Why does only one firewall indicate the tunnel as active, and what steps can be taken to resolve this issue?
Category: Entry Level Firewalls
0
Answers
review the configuration you have put in place on each device.
Check your IKE ID. You will need to set them manually because you're using NAT.
As to why it says Active, that's a Checkpoint question. Perhaps "Active" just means "Not disabled".
From the Checkpoint side they are informed that they are not using IKE IDs.

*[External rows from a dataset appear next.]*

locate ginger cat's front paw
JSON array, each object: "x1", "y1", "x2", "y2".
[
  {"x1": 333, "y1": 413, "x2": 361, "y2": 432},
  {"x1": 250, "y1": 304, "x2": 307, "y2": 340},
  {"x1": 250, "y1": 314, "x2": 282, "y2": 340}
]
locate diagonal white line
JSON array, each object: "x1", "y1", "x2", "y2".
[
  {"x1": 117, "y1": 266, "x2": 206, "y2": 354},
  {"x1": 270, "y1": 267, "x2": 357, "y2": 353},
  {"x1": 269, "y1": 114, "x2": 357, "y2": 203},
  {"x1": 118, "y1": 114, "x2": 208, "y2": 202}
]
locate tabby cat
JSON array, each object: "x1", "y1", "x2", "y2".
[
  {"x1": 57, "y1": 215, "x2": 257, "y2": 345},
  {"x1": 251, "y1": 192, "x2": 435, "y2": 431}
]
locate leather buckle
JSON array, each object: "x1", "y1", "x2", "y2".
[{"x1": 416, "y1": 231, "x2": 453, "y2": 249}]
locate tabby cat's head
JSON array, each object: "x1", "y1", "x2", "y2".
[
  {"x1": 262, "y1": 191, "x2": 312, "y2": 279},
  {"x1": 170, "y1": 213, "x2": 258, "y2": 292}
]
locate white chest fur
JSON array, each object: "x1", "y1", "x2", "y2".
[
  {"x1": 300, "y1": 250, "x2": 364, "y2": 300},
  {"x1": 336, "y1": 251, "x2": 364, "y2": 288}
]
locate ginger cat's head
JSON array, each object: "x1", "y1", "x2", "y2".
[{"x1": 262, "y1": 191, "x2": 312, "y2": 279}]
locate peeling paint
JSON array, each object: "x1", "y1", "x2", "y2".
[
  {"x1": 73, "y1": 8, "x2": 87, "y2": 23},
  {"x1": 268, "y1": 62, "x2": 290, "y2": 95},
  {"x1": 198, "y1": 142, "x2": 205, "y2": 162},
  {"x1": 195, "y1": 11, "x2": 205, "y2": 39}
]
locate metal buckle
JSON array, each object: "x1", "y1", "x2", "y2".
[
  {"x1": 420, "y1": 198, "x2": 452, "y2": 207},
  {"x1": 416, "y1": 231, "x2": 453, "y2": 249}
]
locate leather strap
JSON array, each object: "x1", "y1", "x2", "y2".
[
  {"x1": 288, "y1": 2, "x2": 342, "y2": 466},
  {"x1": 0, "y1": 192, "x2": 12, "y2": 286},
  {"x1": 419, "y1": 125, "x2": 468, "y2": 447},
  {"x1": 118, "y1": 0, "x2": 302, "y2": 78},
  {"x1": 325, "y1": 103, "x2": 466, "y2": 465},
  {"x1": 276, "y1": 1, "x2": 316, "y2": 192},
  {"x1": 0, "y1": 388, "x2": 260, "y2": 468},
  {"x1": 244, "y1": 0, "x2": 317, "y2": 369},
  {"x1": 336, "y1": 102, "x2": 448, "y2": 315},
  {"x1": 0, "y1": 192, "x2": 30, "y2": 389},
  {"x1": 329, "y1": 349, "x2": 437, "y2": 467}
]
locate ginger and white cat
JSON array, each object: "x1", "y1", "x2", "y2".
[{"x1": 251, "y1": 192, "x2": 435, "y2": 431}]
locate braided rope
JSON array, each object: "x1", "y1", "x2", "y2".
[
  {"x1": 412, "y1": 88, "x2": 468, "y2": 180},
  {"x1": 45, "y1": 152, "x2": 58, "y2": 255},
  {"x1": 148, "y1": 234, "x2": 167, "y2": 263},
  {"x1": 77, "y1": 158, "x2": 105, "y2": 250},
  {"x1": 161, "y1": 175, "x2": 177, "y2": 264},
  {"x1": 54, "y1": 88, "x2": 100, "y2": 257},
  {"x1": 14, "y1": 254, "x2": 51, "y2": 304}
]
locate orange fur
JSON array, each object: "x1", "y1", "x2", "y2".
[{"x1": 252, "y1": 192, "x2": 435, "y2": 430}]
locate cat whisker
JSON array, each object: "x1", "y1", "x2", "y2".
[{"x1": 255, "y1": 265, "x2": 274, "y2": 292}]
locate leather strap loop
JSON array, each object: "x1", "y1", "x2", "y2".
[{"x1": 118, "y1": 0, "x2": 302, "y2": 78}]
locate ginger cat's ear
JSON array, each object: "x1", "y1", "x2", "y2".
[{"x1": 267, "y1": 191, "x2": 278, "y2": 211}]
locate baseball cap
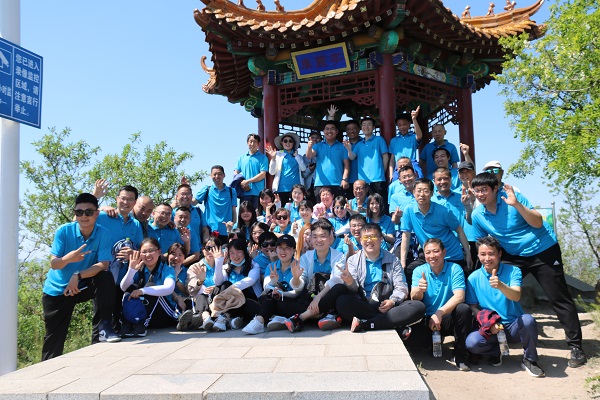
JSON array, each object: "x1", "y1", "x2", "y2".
[
  {"x1": 277, "y1": 234, "x2": 296, "y2": 248},
  {"x1": 458, "y1": 161, "x2": 475, "y2": 171}
]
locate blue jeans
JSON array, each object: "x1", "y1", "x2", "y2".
[{"x1": 466, "y1": 314, "x2": 539, "y2": 361}]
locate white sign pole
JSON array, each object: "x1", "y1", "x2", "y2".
[{"x1": 0, "y1": 0, "x2": 20, "y2": 375}]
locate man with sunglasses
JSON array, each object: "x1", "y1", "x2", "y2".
[
  {"x1": 469, "y1": 172, "x2": 586, "y2": 368},
  {"x1": 42, "y1": 193, "x2": 120, "y2": 361},
  {"x1": 482, "y1": 160, "x2": 520, "y2": 193}
]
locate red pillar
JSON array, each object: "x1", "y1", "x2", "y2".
[
  {"x1": 258, "y1": 116, "x2": 265, "y2": 153},
  {"x1": 458, "y1": 87, "x2": 476, "y2": 165},
  {"x1": 263, "y1": 74, "x2": 279, "y2": 189},
  {"x1": 378, "y1": 54, "x2": 396, "y2": 144}
]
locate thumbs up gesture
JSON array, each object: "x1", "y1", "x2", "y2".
[
  {"x1": 489, "y1": 269, "x2": 499, "y2": 289},
  {"x1": 418, "y1": 271, "x2": 428, "y2": 292}
]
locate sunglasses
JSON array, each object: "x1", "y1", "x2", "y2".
[
  {"x1": 361, "y1": 234, "x2": 379, "y2": 242},
  {"x1": 204, "y1": 246, "x2": 215, "y2": 252},
  {"x1": 74, "y1": 209, "x2": 97, "y2": 217},
  {"x1": 282, "y1": 139, "x2": 295, "y2": 144},
  {"x1": 276, "y1": 215, "x2": 289, "y2": 220},
  {"x1": 261, "y1": 241, "x2": 277, "y2": 248},
  {"x1": 485, "y1": 168, "x2": 501, "y2": 174}
]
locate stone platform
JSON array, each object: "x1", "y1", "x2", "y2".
[{"x1": 1, "y1": 326, "x2": 430, "y2": 399}]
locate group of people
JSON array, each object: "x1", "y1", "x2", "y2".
[{"x1": 41, "y1": 106, "x2": 586, "y2": 379}]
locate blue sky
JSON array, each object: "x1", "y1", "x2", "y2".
[{"x1": 17, "y1": 0, "x2": 555, "y2": 208}]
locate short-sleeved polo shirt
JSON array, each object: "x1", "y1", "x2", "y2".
[
  {"x1": 412, "y1": 261, "x2": 465, "y2": 316},
  {"x1": 97, "y1": 212, "x2": 143, "y2": 248},
  {"x1": 420, "y1": 140, "x2": 460, "y2": 177},
  {"x1": 354, "y1": 135, "x2": 388, "y2": 183},
  {"x1": 196, "y1": 184, "x2": 237, "y2": 236},
  {"x1": 235, "y1": 151, "x2": 268, "y2": 196},
  {"x1": 312, "y1": 141, "x2": 349, "y2": 186},
  {"x1": 389, "y1": 131, "x2": 419, "y2": 161}
]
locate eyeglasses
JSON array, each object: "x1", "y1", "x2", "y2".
[
  {"x1": 276, "y1": 215, "x2": 288, "y2": 220},
  {"x1": 473, "y1": 187, "x2": 491, "y2": 195},
  {"x1": 485, "y1": 168, "x2": 501, "y2": 174},
  {"x1": 141, "y1": 248, "x2": 159, "y2": 255},
  {"x1": 282, "y1": 139, "x2": 295, "y2": 144},
  {"x1": 74, "y1": 209, "x2": 97, "y2": 217},
  {"x1": 204, "y1": 246, "x2": 215, "y2": 252},
  {"x1": 261, "y1": 241, "x2": 277, "y2": 248},
  {"x1": 118, "y1": 196, "x2": 135, "y2": 203},
  {"x1": 361, "y1": 234, "x2": 379, "y2": 242},
  {"x1": 334, "y1": 206, "x2": 345, "y2": 210}
]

You cannot not have an IKE ID. So I assume that means they're not setting them manually, and that's why it doesn't work.
Yes they have not setup it manually. Do you have any idea about the default IKE IDs propose by the Checkpoint firewall?
I know nothing about Checkpoint.
The only sensible default, is to use the local and remote address as each IKE ID.
Tried it earlier, but no progress.
IKE id - I would suggest on the Checkpoint is based on IP address - as is the Sonicwall by default.
First try enableing NAT traversal under IPSEC VPN advanced
As your firewall is behind a NAT device, the checkpoint will see the request from the external Natted WAN address but the IKE identifier is the pre-natted address of your firewall WAN (and hence a mismatch)
the SW can use different IKE ID's I use the Firewall Identifier when we have devices in Azure behind an Azure gateway
Im not sure what Checkpoint supports.
Tried but no progress with NAT traversal.
Also Checkpoint VPN tunnel has initiated without both peer and local IKE IDs earlier with a Fortigate firewall.